I was in a client presentation with him once and he barreled straight ahead, oblivious to the fact that the client was clueless about what he was trying to say. Thank God it was a conference call and they weren’t sitting right there across the table. At one point the account executive literally tried to wave him off, gesturing with her hands like a road worker trying to steer a sleepy driver away from construction.

In all fairness, he’s a nice guy. And if he was brilliant at his job, I’d give him a complete pass. That’s my workplace policy: you can be a complete pain in the ass, but if you do good work, all is forgiven. But from what I can tell, he’s okay at his job. I have yet to see anything from him that really blows me away.

As there’s about a dozen other designers and I don’t really work with him too often, it wouldn’t be an issue except for one thing: he likes my sofa.

He’ll occasionally wonder in and plop down. What follows is a halting conversation about… Jesus, I don’t even know what. He generally says something nonlinear and I smile and agree, hoping he’ll get up and leave.
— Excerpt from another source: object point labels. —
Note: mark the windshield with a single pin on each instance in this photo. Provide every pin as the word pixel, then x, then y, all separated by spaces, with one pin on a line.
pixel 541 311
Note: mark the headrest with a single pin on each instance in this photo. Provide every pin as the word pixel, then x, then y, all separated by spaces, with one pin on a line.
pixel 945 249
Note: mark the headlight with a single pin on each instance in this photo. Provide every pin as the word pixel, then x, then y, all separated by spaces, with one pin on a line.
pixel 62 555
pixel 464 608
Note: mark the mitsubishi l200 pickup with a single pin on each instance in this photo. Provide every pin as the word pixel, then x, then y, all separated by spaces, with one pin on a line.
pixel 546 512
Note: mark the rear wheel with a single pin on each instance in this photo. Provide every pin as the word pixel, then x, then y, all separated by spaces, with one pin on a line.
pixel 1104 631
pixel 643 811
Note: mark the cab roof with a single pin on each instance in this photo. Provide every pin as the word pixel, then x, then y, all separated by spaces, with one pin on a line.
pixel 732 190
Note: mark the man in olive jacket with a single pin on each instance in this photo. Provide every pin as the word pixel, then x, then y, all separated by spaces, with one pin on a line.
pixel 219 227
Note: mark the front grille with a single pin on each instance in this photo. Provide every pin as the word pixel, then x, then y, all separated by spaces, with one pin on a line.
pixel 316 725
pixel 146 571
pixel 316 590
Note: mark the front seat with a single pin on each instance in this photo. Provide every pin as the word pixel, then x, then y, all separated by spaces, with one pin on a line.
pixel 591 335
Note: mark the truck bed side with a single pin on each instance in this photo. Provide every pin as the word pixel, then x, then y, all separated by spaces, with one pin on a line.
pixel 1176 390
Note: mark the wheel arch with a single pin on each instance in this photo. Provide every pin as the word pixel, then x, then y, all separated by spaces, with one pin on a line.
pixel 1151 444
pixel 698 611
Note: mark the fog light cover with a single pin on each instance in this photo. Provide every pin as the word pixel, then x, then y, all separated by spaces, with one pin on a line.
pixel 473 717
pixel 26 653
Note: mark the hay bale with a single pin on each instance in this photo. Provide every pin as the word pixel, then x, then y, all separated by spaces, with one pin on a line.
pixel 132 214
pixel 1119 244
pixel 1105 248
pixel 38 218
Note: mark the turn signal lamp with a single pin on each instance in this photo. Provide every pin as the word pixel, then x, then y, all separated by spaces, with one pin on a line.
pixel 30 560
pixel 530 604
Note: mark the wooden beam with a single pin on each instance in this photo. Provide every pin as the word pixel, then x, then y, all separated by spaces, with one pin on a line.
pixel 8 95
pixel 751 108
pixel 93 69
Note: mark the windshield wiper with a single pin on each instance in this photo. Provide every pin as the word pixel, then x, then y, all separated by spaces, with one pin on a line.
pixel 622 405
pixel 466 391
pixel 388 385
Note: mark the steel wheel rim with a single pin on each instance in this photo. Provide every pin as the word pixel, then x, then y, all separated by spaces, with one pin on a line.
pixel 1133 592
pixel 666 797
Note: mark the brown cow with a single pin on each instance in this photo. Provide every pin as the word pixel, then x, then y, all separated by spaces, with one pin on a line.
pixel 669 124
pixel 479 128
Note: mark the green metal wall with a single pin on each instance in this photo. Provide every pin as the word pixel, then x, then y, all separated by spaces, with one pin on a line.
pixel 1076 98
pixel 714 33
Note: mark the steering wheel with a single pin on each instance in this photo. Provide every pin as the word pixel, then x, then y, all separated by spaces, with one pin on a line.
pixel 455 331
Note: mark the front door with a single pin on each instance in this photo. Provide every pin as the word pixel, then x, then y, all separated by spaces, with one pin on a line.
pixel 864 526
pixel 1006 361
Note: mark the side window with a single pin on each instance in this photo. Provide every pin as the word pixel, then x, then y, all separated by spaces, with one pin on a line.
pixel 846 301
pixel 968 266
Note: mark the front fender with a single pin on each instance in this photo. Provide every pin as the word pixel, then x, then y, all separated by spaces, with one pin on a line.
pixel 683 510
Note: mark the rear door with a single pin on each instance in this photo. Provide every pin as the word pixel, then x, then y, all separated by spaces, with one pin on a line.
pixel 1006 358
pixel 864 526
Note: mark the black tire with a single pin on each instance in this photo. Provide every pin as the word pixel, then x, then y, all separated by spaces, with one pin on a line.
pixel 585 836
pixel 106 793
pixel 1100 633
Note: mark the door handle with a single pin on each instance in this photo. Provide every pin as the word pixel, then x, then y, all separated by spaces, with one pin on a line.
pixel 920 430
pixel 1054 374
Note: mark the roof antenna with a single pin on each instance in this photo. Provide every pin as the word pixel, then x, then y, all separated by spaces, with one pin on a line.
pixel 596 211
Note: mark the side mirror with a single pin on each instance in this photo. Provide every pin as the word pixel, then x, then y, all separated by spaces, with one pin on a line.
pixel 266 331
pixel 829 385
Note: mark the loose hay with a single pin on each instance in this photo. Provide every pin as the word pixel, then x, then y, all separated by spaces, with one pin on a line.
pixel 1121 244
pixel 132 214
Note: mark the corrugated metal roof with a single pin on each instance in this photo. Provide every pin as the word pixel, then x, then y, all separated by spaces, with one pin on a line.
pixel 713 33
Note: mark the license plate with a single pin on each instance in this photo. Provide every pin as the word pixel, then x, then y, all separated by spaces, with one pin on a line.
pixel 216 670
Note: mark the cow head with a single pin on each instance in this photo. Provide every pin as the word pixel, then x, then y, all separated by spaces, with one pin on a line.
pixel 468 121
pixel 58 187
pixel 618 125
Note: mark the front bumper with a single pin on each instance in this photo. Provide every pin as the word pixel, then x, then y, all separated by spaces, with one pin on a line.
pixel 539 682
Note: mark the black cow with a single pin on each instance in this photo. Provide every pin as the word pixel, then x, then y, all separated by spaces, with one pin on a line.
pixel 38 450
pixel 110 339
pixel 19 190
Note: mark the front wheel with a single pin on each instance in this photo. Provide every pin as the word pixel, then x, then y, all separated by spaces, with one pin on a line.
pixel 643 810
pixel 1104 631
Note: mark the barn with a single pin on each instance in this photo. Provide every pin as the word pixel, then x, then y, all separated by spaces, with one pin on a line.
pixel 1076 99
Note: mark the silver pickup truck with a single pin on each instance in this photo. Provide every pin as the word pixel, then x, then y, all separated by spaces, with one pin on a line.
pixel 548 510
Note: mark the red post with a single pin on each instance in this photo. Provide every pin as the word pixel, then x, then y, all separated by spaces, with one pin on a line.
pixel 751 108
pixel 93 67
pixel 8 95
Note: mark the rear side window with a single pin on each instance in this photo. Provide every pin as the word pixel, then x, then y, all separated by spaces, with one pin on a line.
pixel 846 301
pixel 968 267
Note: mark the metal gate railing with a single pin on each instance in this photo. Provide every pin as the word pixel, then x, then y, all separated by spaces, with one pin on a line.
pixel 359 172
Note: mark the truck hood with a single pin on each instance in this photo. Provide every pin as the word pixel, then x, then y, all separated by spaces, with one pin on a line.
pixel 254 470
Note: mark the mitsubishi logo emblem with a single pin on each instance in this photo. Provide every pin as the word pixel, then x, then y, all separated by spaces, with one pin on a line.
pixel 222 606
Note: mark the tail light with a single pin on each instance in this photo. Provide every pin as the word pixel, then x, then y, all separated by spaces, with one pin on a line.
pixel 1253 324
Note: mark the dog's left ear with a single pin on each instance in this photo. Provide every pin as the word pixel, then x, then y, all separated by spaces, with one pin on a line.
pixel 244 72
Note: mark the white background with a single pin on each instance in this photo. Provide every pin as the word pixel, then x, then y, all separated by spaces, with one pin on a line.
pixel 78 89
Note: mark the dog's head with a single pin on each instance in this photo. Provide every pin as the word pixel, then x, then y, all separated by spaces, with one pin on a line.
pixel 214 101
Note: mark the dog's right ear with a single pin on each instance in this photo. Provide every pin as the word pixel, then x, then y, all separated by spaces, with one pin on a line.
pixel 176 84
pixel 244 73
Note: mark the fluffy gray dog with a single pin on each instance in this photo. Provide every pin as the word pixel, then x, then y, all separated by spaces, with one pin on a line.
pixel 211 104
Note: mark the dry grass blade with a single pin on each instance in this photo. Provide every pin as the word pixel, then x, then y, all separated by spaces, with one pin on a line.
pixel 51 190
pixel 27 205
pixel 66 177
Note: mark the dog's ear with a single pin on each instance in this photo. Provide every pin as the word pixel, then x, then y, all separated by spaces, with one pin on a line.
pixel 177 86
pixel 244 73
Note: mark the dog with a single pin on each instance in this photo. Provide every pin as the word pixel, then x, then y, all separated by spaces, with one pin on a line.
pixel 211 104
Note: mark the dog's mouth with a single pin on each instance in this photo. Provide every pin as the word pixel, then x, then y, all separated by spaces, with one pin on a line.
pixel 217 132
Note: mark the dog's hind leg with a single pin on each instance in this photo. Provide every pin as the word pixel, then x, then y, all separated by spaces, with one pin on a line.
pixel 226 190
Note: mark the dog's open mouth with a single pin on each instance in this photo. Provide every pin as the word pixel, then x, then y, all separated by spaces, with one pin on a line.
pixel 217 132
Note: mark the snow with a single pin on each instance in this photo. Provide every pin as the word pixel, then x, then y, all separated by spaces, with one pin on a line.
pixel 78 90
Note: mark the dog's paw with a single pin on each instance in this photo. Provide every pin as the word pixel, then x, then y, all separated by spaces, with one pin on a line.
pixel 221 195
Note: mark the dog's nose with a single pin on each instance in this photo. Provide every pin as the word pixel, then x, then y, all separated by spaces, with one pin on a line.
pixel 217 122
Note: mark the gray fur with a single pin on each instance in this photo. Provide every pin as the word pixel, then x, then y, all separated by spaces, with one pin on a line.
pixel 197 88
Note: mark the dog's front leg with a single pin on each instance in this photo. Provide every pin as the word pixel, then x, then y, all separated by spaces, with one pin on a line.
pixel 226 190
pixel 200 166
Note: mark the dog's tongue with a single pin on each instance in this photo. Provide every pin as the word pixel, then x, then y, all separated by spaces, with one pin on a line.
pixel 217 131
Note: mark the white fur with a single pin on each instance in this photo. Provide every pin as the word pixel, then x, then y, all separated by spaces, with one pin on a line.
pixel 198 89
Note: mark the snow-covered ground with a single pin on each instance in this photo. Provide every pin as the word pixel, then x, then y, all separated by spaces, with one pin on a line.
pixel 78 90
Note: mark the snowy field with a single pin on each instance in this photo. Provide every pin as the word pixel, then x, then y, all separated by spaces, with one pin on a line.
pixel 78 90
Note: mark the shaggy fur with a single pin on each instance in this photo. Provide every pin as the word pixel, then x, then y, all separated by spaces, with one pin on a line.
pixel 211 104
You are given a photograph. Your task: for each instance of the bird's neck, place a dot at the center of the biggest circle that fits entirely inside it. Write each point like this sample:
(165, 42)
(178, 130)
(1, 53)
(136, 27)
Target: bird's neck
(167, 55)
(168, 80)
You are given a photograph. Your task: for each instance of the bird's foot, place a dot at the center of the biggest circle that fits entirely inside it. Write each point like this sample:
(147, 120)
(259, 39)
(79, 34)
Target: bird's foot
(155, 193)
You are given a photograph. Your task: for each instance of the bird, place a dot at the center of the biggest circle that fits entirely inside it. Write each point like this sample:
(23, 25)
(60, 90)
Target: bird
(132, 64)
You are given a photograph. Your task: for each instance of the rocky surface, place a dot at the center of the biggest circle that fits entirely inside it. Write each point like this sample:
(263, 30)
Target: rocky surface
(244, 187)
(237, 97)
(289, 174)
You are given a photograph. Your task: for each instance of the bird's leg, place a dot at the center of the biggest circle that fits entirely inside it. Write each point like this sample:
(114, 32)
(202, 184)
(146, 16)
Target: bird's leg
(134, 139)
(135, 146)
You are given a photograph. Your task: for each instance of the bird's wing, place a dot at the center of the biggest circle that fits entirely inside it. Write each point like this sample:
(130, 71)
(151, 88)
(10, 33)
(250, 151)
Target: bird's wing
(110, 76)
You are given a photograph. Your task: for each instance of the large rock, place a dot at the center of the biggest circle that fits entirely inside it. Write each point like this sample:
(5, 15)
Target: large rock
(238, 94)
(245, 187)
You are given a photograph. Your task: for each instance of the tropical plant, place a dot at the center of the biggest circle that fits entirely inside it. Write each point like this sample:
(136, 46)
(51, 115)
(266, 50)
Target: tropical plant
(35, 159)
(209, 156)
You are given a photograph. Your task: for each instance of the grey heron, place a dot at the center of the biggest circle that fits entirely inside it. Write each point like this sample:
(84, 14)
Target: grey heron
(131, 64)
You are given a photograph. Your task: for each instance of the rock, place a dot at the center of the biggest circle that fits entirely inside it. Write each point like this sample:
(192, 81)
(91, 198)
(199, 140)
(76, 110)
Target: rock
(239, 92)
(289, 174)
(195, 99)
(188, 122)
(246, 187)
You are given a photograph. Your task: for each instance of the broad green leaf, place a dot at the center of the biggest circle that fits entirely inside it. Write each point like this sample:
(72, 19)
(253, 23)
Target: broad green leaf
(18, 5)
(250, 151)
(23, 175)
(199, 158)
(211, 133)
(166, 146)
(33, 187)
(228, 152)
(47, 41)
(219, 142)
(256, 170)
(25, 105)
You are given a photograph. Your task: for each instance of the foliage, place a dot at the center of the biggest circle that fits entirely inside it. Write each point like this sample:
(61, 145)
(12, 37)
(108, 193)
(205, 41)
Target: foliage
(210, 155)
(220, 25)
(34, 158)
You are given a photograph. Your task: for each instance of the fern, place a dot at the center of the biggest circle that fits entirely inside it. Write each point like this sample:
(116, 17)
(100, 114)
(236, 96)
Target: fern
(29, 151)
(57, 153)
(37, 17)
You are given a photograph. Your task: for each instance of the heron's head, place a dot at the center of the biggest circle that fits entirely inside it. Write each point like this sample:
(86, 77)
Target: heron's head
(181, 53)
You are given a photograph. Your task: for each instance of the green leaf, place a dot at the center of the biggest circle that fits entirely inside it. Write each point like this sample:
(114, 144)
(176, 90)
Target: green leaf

He’ll usually add, “I just want to sit on the couch for a minute,” which is vaguely creepy, but that’s the price you pay when you bring furniture in to your office. Finally, he’ll get up and wonder off, presumably to bother other people with odd ramblings and nonsensical comparisons.

Or, as he might say, “It’s like building an airplane out of cheese!”


Anonymous Meghan said...

Well, in fairness, you did want people to wander in and talk. I mean, that's why you bought the couch, yes? Figures it has to be the one person you didn't want.

10:22 AM

Blogger Lil Kate said...

Sounds like he's trying to make an effort. He may or may not realize his social short-comings, and continues to try to act in a social manner. I've worked with folks like this, too. Let me guess, he's not real up on social cues and body language. You'd have to specifically tell him you were busy AND wanted him to leave.

I feel sorry for both of you. :(

So does this mean the sofa is cursed? That it will only attract similar social misfits while keeping the social butterflies at bay?

10:45 AM

Blogger dressagemom said...

Or stealing candy from Christopher Reeve! ;)

12:57 PM

Blogger craig said...

I know.. boo-hoo-hoo, no-one comes to visit/boo-hoo-hoo the wrong people come to visit..

And cursed? Lord, I hope not! I'm going to go pat the crazy out of it right now!